Instrumental Variables (Boosted IV)

Instrumental variables (IV) are a powerful tool in causal inference for estimating causal effects when there is unobserved confounding between the treatment \(W\) and the outcome \(Y\).

In this tutorial, we will use the Card (1995) dataset to estimate the causal effect of education on earnings. The problem is that factors like “ability” are unobserved and affect both education levels and earnings (confounding). Card proposed using “proximity to college” as an instrument (\(Z\)), assuming it affects education but has no direct effect on earnings.

Perpetual’s BraidedBooster implements a boosted 2-Stage Least Squares (2SLS) approach.

[ ]:
import numpy as np
from perpetual import PerpetualBooster
from perpetual.iv import BraidedBooster
from sklearn.datasets import fetch_openml
from sklearn.model_selection import train_test_split

1. Load the Dataset

We fetch the Card 1995 dataset from OpenML.

[ ]:
print("Fetching Card 1995 dataset...")
# Data ID for Education and Earnings (Card 1995)
data = fetch_openml(data_id=44321, as_frame=True, parser="auto")
df = data.frame
df.head()
[ ]:
# Preprocessing
y = df["lwage"].values  # Outcome: Log wage
w = df["educ"].values  # Treatment: Years of education
z = df["nearc4"].values.astype(int)  # Instrument: Proximity to 4-year college

# Covariates
covariates = [
    "exper",
    "expersq",
    "black",
    "south",
    "smsa",
    "reg661",
    "reg662",
    "reg663",
    "reg664",
    "reg665",
    "reg666",
    "reg667",
    "reg668",
    "smsa66",
]
X = df[covariates].copy()

X_train, X_test, z_train, z_test, y_train, y_test, w_train, w_test = train_test_split(
    X, z, y, w, test_size=0.2, random_state=42
)

print(f"Dataset shape: {df.shape}")

2. Naive Model vs. IV Model

First, let’s see why a naive model might be biased. We’ll fit a standard PerpetualBooster on \(X\) and \(W\) directly.

[ ]:
naive = PerpetualBooster(budget=0.1)
# Combine X and W for naive fit
X_naive = np.column_stack([X_train, w_train])
naive.fit(X_naive, y_train)

# Estimate effect: Average change in y if education increases by 1 year
X_test_base = np.column_stack([X_test, w_test])
X_test_plus = np.column_stack([X_test, w_test + 1])
naive_effect = (naive.predict(X_test_plus) - naive.predict(X_test_base)).mean()
print(f"Naive estimated effect of 1 year of education: {naive_effect:.4f}")

3. BraidedBooster (IV)

The BraidedBooster uses the instrument to find the variation in education that is uncorrelated with the unobserved confounders.

[ ]:
# Initialize and fit IV model
iv_model = BraidedBooster(stage1_budget=0.1, stage2_budget=0.1)

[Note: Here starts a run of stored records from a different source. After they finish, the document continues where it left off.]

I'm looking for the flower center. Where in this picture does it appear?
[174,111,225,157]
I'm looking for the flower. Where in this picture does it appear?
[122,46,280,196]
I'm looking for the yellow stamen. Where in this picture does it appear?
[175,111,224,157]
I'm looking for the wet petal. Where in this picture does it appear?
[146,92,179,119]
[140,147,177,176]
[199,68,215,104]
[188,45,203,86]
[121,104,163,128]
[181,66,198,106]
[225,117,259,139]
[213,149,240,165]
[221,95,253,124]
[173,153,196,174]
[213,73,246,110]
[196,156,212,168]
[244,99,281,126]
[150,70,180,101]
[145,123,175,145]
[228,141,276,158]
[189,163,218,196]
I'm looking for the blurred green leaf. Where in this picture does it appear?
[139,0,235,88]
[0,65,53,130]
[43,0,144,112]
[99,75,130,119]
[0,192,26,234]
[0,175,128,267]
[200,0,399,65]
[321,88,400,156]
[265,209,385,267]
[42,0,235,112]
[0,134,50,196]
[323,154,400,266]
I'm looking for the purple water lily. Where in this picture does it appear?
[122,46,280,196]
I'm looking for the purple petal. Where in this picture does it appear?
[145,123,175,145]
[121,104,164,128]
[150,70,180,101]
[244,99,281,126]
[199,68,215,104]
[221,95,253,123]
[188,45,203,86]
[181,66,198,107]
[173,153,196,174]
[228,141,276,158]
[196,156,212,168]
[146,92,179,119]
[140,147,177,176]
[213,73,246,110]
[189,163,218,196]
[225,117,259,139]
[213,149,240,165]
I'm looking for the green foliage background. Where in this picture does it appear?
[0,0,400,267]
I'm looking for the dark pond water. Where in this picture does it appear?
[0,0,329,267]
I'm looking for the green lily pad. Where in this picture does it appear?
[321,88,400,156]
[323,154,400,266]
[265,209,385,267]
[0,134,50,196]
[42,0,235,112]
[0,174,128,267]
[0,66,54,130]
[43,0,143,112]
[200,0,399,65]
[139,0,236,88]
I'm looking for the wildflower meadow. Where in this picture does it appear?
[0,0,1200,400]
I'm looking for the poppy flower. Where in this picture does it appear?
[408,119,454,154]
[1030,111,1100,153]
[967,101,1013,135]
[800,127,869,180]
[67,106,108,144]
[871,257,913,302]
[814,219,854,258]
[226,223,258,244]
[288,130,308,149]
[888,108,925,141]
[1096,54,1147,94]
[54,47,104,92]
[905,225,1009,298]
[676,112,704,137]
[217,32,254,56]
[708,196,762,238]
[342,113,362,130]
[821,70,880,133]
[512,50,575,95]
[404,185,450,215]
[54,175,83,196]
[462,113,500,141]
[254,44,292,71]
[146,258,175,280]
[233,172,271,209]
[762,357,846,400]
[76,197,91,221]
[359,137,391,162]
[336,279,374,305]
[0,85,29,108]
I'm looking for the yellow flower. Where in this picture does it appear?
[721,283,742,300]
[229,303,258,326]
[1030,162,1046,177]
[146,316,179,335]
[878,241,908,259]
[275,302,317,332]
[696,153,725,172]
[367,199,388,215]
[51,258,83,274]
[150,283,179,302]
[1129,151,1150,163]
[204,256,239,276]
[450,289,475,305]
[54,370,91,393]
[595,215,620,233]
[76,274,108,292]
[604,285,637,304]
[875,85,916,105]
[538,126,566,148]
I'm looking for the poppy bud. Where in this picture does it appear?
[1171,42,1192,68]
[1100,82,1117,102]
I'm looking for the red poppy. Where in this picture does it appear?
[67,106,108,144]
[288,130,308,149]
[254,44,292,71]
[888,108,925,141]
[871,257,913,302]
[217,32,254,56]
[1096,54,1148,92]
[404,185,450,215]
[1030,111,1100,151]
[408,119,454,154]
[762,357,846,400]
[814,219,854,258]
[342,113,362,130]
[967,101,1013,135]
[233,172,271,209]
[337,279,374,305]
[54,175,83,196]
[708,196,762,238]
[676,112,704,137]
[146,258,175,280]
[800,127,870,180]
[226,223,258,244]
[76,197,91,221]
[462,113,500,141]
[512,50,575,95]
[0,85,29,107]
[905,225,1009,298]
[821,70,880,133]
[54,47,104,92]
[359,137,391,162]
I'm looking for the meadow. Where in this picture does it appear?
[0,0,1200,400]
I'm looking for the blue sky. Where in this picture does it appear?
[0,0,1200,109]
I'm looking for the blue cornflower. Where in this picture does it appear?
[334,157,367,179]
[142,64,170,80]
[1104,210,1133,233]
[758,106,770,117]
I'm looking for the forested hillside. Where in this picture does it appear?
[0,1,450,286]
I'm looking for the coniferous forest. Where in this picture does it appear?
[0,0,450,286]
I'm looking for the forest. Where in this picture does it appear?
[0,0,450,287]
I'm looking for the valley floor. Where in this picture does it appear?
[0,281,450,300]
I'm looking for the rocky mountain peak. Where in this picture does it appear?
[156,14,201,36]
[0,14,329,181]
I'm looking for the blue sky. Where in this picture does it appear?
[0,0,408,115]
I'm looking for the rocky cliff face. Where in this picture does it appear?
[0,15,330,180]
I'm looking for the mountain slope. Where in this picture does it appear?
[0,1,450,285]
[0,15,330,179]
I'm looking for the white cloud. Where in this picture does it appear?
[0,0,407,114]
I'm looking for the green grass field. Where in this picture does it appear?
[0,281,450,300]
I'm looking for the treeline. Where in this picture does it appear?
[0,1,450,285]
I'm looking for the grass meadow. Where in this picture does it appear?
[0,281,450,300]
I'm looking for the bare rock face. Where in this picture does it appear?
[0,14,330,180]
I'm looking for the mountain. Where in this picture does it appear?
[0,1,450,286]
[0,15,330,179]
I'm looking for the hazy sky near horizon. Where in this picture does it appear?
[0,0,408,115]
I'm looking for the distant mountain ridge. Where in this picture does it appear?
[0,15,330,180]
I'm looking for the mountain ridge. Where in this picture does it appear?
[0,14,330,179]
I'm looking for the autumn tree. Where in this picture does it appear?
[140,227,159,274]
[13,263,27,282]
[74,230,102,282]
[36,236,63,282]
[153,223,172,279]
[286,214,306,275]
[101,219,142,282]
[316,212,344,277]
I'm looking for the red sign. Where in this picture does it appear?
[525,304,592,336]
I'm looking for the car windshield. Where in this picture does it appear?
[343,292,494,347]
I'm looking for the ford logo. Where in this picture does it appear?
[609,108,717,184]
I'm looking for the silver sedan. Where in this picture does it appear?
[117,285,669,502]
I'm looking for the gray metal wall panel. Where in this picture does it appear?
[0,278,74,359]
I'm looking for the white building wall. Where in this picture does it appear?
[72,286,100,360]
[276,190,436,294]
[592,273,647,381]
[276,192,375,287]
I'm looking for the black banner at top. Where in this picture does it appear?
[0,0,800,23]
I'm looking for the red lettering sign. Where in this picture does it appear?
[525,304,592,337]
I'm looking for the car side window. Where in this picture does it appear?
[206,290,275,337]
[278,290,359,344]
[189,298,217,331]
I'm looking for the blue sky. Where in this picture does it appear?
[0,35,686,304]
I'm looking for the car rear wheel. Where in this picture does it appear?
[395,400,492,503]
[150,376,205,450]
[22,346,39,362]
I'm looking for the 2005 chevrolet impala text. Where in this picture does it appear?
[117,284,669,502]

# X: covariates, Z: instruments, y: outcome, w: treatment
# Z can be a matrix if you have multiple instruments
Z_train = z_train.reshape(-1, 1)
Z_test = z_test.reshape(-1, 1)

iv_model.fit(X_train, Z_train, y_train, w_train)

# Predict causal effect
# We compare counterfactual predictions at w and w+1
y_pred_base = iv_model.predict(X_test, w_counterfactual=w_test)
y_pred_plus = iv_model.predict(X_test, w_counterfactual=w_test + 1)
causal_effect = (y_pred_plus - y_pred_base).mean()

print(f"IV estimated causal effect of 1 year of education: {causal_effect:.4f}")

3.1 Advanced: Interaction Constraints

Just like the base booster, BraidedBooster supports interaction constraints. This can be crucial in IV models to prevent the stage 2 model from leveraging spurious interactions between covariates and the predicted treatment.

[ ]:
# Example: Allow only 'exper' (0) and 'black' (2) to interact
interaction_constraints = [[0, 2]]
iv_constrained = BraidedBooster(
    stage1_budget=0.1,
    stage2_budget=0.1,
    interaction_constraints=interaction_constraints,
)
iv_constrained.fit(X_train, Z_train.reshape(-1, 1), y_train, w_train)
iv_effect_constrained = (
    iv_constrained.predict(X_test, w_test + 1) - iv_constrained.predict(X_test, w_test)
).mean()
print(f"Constrained IV effect: {iv_effect_constrained:.4f}")

Interpretation

If the IV estimate is significantly different from the naive estimate, it suggests the presence of endogeneity (confounding). In many economic studies, the IV estimate for education is actually higher than the OLS/Naive estimate, suggesting that those who are most affected by the instrument (proximity) might have higher returns to schooling.